Blogs, Other Online Resources I Recommend for D&D
Under this tab, I have begun to compile a list of my favorite blogs and online resources for 4e and 5Next editions of D&D, as well as a brief review of them. It is by no means a complete list at this point, and it will continue to grow as time goes on.
Entry #1: Dungeon's Master.com (Great Content, Numerous Posts)
This is one of my favorite sites (Dungeon's Master.com). Prolific with advice and actual skill challenges you can use, it is useful for any Dungeons & Dragons campaign. It also contains an entire section devoted to optional background ideas and adventure hooks for the Eberron campaign setting, so if you are into that setting it is a gold mine. Rarely will one find that more than a couple of days has passed between posts, and everything is nicely organized and laid out by category. Its main contributors are Ameron (Derek Myers), Wimwick (Neil Ellis), and Bauxtehude (Liam Gallagher). I highly recommend it!

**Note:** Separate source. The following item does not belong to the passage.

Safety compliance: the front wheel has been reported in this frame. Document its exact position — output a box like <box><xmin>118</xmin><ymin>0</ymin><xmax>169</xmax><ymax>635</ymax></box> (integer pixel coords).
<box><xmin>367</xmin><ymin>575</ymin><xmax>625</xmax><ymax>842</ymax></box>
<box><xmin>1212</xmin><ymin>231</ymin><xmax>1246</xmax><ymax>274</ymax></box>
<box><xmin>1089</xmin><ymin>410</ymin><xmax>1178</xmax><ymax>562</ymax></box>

Entry #2: At-Will (One of the Best Blogs, but no New Posts)
Although the authors of At-Will are no longer actively writing new posts, this site remains one of the best places to find D&D content and inspiration. It's also a great place to find advice on how to design skill challenges and provides many ready made ones. In addition, DMs and players will find the Off the Grid series very informative on how powers in 4th edition can be used in a more creative manner. Perhaps my favorite posts, though, are the ones under the heading Serious Skills, in which you can find a useful break down of skills, what they are supposed to represent, how they can be utilized in a game, and a discussion of how to expand each skill's role to cover actions not directly covered by an existing skill.
Entry #3: Sarah Darkmagic (Downloadable Delves, Maps)
Sarah Darkmagic’s blog serves up numerous interesting posts and items about Dungeons and Dragons. In addition, it sponsors a free art library (The Prismatic Art Collection) where artists submit images to promote heroic figures of all ethnicities, gender, and backgrounds in fantasy role-playing games. My favorite place to visit, though, is the tab for downloadable delves. Here the site offers a large number of mini-adventures, free PDFs that can be inserted into an existing campaign. The site also has a tab for RPG maps, some for free and some not for free. You can also find a filter for locating previously published adventure modules.
Entry #4: Critical Hits Scores a Hit with Interesting Posts
If you are looking for frequent, interesting posts about Dungeons and Dragons 4th edition, look no further than Critical-Hits.com. It has no less than seven regular writers and more than a dozen guest columnists, all of whom provide high-quality comments for Dungeons and Dragons 4th edition. Blog posts are made twice weekly or more, and the site provides a plethora of great posts on skill challenges, such as how to run them, how to make them, and example challenges. The only complaint I have is this: it would be nice to see the site’s old posts categorized somewhere on the front page under a series of headings so that you can easily find them again. In the past, I have been unable to locate several interesting posts I have previously read when months later they drop off the front page. The site does have a search engine, though, and a series of topics tabs (though it would be nice to have those topics broken down even further into subcategories).
Entry #5: Greywulf's Lair Offers Witticism, Interesting Topics
Cropped banner image of Greywulf's Lair
This blog comes at you from across the pond. That’s right, jolly old England, or is it Great Britain, or the United Kingdom? (It’s all so confusing to us Americans, you know). Anyway, Greywulf is an extremely insightful and entertaining blogger.
Whether it’s an article exploring ideas on what format Wizards of the Coast should explore for publishing D&DNext, or giving vivid recounts and results of a D&DNext play test, or venting opinions on whether or not the game should be sexist, readers of Greywulf's Lair will usually find something interesting to read. Oh, and Greywulf's Lair also posts computerized renderings of fantasy folk. I don’t really go there for that, though, and he doesn’t really diverge into much else. But that’s all right, because I find his topics of great interest and his writing quite witty. I highly recommend it to anyone who likes to play D&D.